A critical issue facing large scale numerical simulation models is the estimation of representative hydraulic conductivity to account for the unresolved sub-grid-scale heterogeneity. In this study, two experiment-based hydraulic conductivity models offer a test case to evaluate this parameter. Each model contains a different heterogeneity pattern with connectivity characteristics that cannot be captured by univariate and bivariate statistics. A three-dimensional numerical upscaling method was developed to compute an equivalent conductivity full tensor for each model. The equivalent conductivities were compared to direct averages of local conductivities and to an effective conductivity predicted by several analytical methods. For each model, ln K variances up to 16 were evaluated. The impact of variance on both upscaled conductivity and three fluid flow connectivity factors was assessed.

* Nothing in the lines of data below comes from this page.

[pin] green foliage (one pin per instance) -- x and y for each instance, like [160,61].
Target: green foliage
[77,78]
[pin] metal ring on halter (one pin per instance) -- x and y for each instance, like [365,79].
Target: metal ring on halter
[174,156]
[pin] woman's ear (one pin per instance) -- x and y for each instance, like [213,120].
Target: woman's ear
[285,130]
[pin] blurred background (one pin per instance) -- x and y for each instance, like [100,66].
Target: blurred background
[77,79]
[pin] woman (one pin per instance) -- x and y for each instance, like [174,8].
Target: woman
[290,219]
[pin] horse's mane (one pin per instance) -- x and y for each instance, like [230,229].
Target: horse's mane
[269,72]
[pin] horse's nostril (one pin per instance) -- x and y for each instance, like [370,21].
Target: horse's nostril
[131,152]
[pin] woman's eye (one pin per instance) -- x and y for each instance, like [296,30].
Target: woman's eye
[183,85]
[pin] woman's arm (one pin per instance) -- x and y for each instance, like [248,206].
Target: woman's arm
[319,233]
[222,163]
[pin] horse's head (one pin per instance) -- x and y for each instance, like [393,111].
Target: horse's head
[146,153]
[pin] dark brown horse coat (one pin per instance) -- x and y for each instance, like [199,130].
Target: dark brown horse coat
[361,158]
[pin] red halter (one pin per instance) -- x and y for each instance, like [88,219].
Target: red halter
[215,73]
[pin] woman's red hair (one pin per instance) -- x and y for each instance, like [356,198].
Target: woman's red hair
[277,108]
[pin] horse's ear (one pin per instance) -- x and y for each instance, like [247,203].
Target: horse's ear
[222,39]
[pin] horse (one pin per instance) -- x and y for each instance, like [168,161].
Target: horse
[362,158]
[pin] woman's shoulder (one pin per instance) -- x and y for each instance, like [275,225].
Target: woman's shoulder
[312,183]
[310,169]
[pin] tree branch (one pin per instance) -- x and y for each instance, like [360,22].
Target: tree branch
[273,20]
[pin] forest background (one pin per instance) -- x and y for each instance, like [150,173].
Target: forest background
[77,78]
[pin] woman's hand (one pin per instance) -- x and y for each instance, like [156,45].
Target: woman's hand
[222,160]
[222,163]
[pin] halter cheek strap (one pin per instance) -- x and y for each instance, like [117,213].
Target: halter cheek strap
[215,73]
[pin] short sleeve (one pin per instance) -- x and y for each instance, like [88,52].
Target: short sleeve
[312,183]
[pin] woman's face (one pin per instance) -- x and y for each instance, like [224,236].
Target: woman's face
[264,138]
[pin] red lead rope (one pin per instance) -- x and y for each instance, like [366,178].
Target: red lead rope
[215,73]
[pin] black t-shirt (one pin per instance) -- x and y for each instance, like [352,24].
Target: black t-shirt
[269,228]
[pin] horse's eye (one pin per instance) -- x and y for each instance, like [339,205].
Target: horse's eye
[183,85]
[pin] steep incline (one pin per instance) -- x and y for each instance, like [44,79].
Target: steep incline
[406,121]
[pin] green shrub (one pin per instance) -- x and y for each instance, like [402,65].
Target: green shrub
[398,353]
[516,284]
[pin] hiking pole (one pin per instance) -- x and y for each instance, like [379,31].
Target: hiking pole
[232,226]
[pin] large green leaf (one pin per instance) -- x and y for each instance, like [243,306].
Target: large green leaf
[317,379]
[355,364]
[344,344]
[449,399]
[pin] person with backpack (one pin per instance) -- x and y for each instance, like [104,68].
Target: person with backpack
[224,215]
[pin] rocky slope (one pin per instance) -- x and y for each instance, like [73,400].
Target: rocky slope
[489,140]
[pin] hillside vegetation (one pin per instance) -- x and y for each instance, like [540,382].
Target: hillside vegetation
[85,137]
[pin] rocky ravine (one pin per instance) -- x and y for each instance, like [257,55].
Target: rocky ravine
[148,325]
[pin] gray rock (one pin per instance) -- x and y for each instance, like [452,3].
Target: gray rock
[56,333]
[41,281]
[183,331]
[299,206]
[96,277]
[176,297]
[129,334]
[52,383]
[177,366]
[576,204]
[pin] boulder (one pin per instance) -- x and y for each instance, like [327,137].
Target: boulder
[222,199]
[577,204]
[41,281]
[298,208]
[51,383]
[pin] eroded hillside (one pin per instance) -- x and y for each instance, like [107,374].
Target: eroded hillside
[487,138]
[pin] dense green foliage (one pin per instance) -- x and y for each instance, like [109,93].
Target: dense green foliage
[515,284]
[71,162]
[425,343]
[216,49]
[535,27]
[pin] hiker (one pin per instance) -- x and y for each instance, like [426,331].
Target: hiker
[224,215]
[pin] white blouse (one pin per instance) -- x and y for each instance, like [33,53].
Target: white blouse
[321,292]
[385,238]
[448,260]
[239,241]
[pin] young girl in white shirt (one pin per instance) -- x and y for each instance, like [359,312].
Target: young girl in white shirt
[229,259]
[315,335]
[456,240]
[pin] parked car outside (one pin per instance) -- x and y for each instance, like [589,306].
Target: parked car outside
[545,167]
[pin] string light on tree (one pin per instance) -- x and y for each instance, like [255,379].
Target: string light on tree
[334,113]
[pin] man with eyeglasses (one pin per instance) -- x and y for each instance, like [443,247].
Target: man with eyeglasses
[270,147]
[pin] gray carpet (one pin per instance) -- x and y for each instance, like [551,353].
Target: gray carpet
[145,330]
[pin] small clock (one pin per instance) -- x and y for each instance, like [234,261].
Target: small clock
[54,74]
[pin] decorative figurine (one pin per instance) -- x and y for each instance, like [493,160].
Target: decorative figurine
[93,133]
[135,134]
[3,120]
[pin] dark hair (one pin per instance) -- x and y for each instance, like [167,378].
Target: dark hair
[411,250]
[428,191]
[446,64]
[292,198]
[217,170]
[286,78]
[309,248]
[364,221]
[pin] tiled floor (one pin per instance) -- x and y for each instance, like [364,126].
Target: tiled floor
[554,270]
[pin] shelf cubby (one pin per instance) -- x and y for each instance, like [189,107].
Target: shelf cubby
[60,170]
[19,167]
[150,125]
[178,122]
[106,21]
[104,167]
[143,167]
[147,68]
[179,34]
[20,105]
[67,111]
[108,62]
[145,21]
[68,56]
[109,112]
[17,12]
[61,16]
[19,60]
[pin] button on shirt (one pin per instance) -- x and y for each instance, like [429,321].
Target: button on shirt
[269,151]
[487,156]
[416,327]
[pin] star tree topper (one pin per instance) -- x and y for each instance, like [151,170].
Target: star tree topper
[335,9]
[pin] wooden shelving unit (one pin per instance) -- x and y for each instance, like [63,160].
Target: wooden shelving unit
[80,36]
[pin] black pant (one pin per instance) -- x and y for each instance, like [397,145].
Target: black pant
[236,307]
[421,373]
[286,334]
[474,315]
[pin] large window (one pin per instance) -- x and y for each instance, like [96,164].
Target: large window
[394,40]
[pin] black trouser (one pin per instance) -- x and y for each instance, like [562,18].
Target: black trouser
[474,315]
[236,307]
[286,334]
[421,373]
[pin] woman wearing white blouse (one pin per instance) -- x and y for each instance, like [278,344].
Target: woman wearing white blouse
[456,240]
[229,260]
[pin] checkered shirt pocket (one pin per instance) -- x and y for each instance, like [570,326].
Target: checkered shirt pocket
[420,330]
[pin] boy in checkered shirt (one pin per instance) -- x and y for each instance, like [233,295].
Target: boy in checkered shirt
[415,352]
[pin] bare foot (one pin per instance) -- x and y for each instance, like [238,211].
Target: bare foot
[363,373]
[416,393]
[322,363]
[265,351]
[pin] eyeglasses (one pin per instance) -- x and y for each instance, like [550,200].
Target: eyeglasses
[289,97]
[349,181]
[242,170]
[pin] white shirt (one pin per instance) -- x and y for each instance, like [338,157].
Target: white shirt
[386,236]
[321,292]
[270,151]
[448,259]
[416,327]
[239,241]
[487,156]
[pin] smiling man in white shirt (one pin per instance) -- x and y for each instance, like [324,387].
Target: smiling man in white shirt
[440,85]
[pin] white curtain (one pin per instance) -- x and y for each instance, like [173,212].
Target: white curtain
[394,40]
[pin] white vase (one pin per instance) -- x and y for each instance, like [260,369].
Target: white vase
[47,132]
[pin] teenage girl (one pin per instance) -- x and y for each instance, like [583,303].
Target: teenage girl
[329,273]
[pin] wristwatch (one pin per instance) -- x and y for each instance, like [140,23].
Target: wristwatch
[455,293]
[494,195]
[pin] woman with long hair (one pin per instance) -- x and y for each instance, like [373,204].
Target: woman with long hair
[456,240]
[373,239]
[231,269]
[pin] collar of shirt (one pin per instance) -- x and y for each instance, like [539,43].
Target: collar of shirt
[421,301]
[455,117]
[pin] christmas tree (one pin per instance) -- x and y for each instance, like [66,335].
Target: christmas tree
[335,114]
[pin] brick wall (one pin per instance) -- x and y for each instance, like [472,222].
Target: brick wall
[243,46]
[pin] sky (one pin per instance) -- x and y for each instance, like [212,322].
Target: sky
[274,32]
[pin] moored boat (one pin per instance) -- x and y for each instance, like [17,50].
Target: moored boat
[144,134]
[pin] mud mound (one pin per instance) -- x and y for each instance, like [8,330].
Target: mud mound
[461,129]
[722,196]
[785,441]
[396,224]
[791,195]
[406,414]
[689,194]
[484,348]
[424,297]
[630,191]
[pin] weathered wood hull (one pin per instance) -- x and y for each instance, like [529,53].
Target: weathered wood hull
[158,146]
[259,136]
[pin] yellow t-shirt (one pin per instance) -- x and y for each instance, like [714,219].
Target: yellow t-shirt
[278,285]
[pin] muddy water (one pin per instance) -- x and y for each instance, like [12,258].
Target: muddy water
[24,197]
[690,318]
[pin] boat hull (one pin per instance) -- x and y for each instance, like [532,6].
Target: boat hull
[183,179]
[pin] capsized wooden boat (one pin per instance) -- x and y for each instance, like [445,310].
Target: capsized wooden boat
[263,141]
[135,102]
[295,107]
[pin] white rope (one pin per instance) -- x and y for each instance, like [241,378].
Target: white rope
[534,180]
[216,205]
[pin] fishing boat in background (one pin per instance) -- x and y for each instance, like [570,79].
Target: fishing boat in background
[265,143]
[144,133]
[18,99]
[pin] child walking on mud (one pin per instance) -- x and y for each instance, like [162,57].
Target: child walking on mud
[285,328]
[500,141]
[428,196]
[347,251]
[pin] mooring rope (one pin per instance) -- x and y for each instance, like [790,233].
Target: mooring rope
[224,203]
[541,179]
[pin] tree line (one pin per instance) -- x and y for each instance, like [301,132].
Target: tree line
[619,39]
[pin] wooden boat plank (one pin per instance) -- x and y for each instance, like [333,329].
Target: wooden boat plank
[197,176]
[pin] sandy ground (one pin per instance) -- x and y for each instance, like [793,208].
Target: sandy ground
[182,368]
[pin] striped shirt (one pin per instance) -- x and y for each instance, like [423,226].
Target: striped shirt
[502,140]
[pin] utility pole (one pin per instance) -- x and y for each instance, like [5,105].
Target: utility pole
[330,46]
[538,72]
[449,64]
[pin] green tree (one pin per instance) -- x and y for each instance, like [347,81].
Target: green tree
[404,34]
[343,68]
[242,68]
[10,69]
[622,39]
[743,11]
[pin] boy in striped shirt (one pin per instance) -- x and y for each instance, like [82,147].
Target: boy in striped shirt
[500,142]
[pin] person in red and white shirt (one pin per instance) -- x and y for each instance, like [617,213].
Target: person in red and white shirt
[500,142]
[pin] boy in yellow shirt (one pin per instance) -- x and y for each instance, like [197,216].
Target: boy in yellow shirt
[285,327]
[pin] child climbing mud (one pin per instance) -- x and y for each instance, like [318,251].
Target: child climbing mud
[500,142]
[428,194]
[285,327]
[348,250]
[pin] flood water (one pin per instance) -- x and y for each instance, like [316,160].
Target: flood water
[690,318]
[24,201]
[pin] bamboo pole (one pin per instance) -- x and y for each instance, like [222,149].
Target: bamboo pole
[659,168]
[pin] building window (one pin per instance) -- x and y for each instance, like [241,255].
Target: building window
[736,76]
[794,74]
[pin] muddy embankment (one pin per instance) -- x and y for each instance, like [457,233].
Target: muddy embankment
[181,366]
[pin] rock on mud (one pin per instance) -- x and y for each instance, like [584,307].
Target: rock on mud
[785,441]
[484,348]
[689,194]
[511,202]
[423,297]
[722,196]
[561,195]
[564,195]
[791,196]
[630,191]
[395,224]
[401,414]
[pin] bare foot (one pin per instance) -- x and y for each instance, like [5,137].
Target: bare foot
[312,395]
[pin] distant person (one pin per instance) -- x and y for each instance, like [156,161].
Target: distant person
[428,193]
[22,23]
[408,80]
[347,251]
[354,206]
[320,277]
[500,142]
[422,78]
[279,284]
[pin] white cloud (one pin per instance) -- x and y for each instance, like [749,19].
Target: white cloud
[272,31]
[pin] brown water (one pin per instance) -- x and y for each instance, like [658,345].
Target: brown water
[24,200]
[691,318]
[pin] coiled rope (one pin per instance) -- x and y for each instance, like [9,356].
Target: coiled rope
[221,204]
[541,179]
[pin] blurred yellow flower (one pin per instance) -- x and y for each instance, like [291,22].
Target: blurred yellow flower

Results suggest: (1) the upscaling method gave reliable results comparable to an established method which only gives the diagonal components, (2) for both aquifer models, when ln K variances are low (less than 1.0), all analytical methods evaluated are nearly equally accurate; however, when variance becomes higher, the analytical methods of Desbarats (1992) and Noetinger and Haas (1996) were found to provide robust estimates of equivalent conductivities, despite possible violation of the multiGaussian assumption, (3) fluid flow characteristics in each model were significantly impacted by increasing variance, which can result in flow channeling in the lateral direction and increasing global anisotropy ratios of the equivalent conductivity, and (4) geometric connectivity, as analyzed by a percolation cluster analysis, indicates the importance of such features in focusing flow, in addition to the effects of high variance.